Per group you pick a certain reinforcement learning research paper with associated codebase. This research paper forms the core of the course: you will try to understand it, replicate its experiments, test it in a new application and/or extend/improve the paper with a new idea.
Note that the below papers are merrily suggestions: you are always free to come up with your own paper of interest.
Do make sure that your paper comes with a trustworthy public codebase (ideally from the original authors of the paper) and a smaller toy experiment that is for sure computationally feasible to get some results. Always discuss your choice with the teachers.
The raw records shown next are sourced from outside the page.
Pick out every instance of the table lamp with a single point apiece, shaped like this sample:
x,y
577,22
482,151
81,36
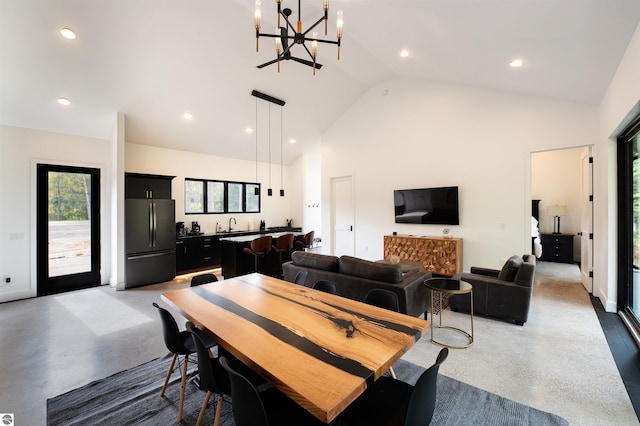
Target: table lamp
x,y
557,211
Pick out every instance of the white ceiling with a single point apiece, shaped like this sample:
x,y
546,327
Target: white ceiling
x,y
154,60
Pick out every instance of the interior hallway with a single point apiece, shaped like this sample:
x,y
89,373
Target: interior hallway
x,y
558,362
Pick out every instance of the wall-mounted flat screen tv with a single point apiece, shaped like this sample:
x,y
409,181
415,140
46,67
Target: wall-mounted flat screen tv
x,y
434,206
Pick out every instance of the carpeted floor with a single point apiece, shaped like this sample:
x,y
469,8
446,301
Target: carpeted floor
x,y
133,397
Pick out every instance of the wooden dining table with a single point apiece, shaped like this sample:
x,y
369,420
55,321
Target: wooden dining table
x,y
320,349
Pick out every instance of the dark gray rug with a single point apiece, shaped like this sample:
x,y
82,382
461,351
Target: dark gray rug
x,y
132,397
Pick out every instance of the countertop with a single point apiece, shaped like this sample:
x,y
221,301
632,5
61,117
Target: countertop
x,y
226,235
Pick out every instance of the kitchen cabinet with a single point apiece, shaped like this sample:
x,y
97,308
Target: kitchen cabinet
x,y
147,186
197,252
557,248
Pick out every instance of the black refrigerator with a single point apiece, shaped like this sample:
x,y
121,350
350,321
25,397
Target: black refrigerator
x,y
150,241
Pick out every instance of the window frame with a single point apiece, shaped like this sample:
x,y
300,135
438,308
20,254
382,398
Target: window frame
x,y
245,186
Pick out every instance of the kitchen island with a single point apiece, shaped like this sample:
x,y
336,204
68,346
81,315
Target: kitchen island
x,y
235,262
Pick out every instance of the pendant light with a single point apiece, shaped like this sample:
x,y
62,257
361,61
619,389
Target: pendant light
x,y
269,191
256,190
281,157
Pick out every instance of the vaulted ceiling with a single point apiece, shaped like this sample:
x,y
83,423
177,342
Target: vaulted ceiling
x,y
155,60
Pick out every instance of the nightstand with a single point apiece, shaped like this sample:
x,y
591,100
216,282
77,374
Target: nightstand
x,y
557,248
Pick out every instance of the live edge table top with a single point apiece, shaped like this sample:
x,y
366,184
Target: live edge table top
x,y
320,349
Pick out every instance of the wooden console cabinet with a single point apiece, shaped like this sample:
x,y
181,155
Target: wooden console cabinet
x,y
438,255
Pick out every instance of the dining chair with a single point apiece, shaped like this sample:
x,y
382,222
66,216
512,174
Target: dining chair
x,y
178,343
197,280
385,299
213,378
269,407
326,286
259,248
283,245
393,402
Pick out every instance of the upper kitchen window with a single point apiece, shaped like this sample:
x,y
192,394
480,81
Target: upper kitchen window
x,y
202,196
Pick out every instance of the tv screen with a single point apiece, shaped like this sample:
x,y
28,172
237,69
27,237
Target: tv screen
x,y
435,206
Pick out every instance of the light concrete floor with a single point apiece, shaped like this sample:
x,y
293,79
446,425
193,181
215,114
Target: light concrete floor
x,y
558,361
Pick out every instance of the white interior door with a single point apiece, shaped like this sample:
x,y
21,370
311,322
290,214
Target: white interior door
x,y
586,222
342,216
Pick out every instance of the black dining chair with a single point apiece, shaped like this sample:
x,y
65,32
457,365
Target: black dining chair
x,y
197,280
178,343
269,407
385,299
326,286
259,248
393,402
213,378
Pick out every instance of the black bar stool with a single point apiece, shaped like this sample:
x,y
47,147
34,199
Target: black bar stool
x,y
260,247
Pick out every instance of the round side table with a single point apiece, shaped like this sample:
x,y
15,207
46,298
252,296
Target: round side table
x,y
449,286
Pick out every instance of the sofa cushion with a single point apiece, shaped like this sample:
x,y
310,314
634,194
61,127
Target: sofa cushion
x,y
370,270
315,261
510,268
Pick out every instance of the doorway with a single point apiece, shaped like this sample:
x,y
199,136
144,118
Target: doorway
x,y
67,228
563,180
342,216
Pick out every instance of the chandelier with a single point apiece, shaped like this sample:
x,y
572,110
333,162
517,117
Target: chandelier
x,y
284,41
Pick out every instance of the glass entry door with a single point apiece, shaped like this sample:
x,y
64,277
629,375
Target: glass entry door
x,y
68,228
633,301
629,224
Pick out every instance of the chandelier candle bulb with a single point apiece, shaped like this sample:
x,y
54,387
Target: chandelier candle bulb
x,y
258,14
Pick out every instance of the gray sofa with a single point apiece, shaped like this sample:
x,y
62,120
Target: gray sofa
x,y
354,278
504,293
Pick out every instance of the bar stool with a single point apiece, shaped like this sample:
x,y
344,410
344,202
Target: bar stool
x,y
283,245
307,241
260,247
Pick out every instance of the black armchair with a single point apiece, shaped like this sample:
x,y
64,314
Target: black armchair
x,y
504,293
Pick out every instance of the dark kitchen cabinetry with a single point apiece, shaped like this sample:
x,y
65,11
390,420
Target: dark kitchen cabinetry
x,y
197,252
147,186
557,248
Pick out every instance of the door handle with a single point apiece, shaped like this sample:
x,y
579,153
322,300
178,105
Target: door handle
x,y
150,224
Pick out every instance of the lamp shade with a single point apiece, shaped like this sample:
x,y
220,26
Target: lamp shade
x,y
557,210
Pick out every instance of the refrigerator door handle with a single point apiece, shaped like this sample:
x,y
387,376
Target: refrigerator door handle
x,y
155,225
150,224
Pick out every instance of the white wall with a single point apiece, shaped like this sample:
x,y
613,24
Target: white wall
x,y
408,133
556,180
162,161
20,150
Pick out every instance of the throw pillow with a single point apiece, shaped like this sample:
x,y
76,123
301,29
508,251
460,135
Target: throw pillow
x,y
510,269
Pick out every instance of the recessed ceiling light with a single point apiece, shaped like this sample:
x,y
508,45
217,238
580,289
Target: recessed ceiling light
x,y
68,33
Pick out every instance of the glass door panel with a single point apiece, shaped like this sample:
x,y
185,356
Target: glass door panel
x,y
634,293
68,228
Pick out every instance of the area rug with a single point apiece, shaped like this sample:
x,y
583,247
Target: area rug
x,y
132,397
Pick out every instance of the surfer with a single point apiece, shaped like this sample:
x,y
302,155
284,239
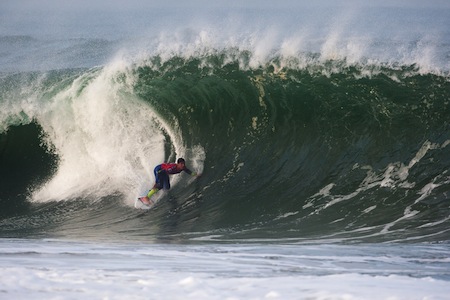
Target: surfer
x,y
162,173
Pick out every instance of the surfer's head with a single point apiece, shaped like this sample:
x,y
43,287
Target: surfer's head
x,y
181,163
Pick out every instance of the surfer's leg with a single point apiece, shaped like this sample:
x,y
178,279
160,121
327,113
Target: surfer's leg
x,y
153,191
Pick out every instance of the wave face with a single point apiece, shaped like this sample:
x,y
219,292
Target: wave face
x,y
319,143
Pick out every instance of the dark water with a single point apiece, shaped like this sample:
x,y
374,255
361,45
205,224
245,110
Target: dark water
x,y
325,152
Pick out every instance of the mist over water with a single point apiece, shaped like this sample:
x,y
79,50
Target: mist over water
x,y
321,130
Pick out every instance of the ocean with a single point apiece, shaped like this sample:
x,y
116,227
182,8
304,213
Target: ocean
x,y
321,131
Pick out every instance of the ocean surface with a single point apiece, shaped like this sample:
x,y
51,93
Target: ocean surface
x,y
321,131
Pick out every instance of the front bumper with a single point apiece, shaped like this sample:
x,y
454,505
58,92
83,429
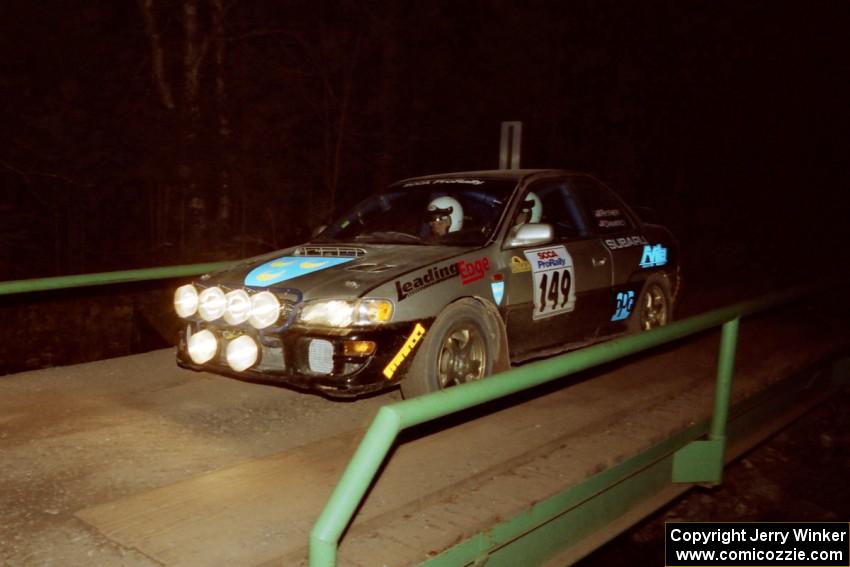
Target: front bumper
x,y
285,357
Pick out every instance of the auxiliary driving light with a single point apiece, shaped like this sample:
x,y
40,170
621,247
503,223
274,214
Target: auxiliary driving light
x,y
242,353
212,304
202,346
186,300
237,307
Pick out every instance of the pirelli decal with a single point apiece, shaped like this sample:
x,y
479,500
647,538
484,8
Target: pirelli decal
x,y
406,349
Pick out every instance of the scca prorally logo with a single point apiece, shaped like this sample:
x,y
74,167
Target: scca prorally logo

Vanilla model-free RL algorithms still form the core of applied reinforcement learning research. These algorithms are relatively stable and well-studied, and your first choice as a benchmark in an applied problem. Consider one of the below algorithms if you want to study one of the Applications.
To deploy reinforcement learning algorithms in the real-world we typically need to ensure certain safety constraints. But how can achieve this?
OmniSafe: An Infrastructure for Accelerating Safe Reinforcement Learning Research. Paper. Code.
This benchmark repository contains a range of RL algorithms that try to ensure certain safety bounds during deployment.
Traditionally RL trains on one particular reward/goal specification. However, we ideally want solutions that generalize over tasks, i.e., which can give good zero-shot/few-shot solutions on new task specifications.
Standard RL focuses on a single agent in a given task. However, some tasks cannot be solved centrally by a single-agent (due to latency of state communication), or become too big to solve as a single agent solution. In these cases, multi-agent RL can be a solution.
This benchmark repository contains a range of multi-agent algorithms to test on a range of environments.
Diffusion models (covered here) are a very successful approach to generative modelling. However, the can also be applied to reinforcement learning, as surveyed here.
Diffuser: Paper. Website. Code.
An interesting approach could be the Diffuser, where we bias the generative sampling process based on a reward function, and as such generate entire policies without ever explicitly performing RL credit assignment. You could at first focus on reproducing the 'Maze2D' experiments.